Os dois burros e a raposa
Certa vez um burro foi convencido por uma raposa de que, se quisesse, poderia vencer até mesmo um leão se lhe pisasse em cima, e, então, se tornaria o rei da floresta. A raposa preparou-lhe o momento para o ataque, enquanto o leão descansava sozinho. Na última hora, quando o burro saía de trás da moita, uma burrinha manca, que ouvira a conversa de ambos, se aproxima.
- Não - sussurra. - Não vês que teus pobres pés, como os meus, não são páreos nem para matar esta raposa?
O burro se apieda do mancar da burrinha que corria atrapalhada em seu socorro.
Mas a raposa se enfurece.
- Quem você acha que é, sua burra aleijada?
O burro, tomado de raiva, espanta a raposa com os pés. Ela se atrapalha e cai fora do arbusto, de frente para o leão. Este acorda e, bem servido, devora a raposa. Enquanto isso, fogem juntos o burro e a burrinha manca.
- Eu vou te ajudar, como você me ajudou - diz o burro.
Moral: Assim também somos tentados, pelo desejo de sermos mais do que somos, a fazer algo que nos destruirá.
A moral está sintetizando o enredo de crime e castigo. Há vários sub-enredos: a história do Marmeládov, o pai bêbado de Sônia, da esposa de Marmeladov, de Svidrigailov, da Dúnia, irmã de Raskolnikov, de Razumíkin etc.. Um romance é a somatória desses enredos de modo harmônico e, no bom romance, esses sub-enredos complementam também a "moral principal". Isto é, como no conto, tal como proposto por Edgar Allan Poe em sua filosofia da composição, mas menos rígido porque diluído, as partes são escolhidas para complementar o efeito de conjunto.
A fábula prescinde de todos esses elementos por mirar diretamente no alvo, isto é, a situação-raiz que forma essa mesma "moral" [o sentido abstrato da obra]. Tendo a fábula, dá pra se compor o conto ou o romance, e vice-versa.
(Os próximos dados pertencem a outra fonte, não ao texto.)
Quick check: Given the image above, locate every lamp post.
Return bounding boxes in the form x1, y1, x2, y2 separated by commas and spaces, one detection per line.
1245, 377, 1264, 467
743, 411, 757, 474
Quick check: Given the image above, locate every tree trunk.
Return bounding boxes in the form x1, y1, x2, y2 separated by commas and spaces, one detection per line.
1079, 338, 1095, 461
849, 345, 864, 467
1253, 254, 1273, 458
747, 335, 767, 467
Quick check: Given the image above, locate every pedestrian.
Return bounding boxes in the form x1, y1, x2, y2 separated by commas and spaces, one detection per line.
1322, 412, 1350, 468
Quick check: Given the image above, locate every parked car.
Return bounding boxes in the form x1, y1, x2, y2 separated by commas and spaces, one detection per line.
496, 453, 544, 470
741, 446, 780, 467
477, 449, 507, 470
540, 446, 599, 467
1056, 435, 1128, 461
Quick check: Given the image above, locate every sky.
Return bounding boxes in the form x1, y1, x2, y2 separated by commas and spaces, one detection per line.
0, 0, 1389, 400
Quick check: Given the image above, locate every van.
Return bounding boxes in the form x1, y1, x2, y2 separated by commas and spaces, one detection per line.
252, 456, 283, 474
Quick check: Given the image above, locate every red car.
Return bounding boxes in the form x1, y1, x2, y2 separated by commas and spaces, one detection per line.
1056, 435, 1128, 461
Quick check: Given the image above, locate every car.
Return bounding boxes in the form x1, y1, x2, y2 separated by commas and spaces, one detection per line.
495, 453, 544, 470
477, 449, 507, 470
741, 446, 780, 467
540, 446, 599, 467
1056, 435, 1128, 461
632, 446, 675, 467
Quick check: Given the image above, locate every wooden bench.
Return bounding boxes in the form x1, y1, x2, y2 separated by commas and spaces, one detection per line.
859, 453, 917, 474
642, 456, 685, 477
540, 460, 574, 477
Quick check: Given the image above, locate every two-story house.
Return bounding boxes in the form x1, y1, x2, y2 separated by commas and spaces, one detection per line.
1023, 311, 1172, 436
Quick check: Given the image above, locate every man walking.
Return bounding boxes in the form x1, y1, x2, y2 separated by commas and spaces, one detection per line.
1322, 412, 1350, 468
Como nos casos mostrados acima, eu posso pegar uma situação, como, sei lá, "uma mãe solteira que larga os filhos para ir se divertir", ou o contrário "uma mãe solteira que se sacrifica para cuidar dos filhos", ou "o filho que se revolta com sua espécie por ser muito sexualizada e deseja ser superior" [mgtow], e assim sucessivamente. É possível inclusive inventar novos animais caso haja interesse: a vaca, por exemplo, que é mais passiva apesar de poder usar seu peso a seu favor [e come grama]; o touro pra representar a fúria quando se acumula; borboleta [como o patinho feio] é o clássico símbolo para representar transformação, e assim sucessivamente, conforme a criatividade do compositor. A gente sabe quais são os animais principais, então as invenções podem ser reconhecidas como "traços modernos", e isso também pode ser levado em conta na hora de inventar enredos.
Outra opção é pegar enredos nos quais você esteja trabalhando e adaptá-lo pra forma. Esse tipo de exercício ajuda inclusive a pensar em soluções pro seu enredo.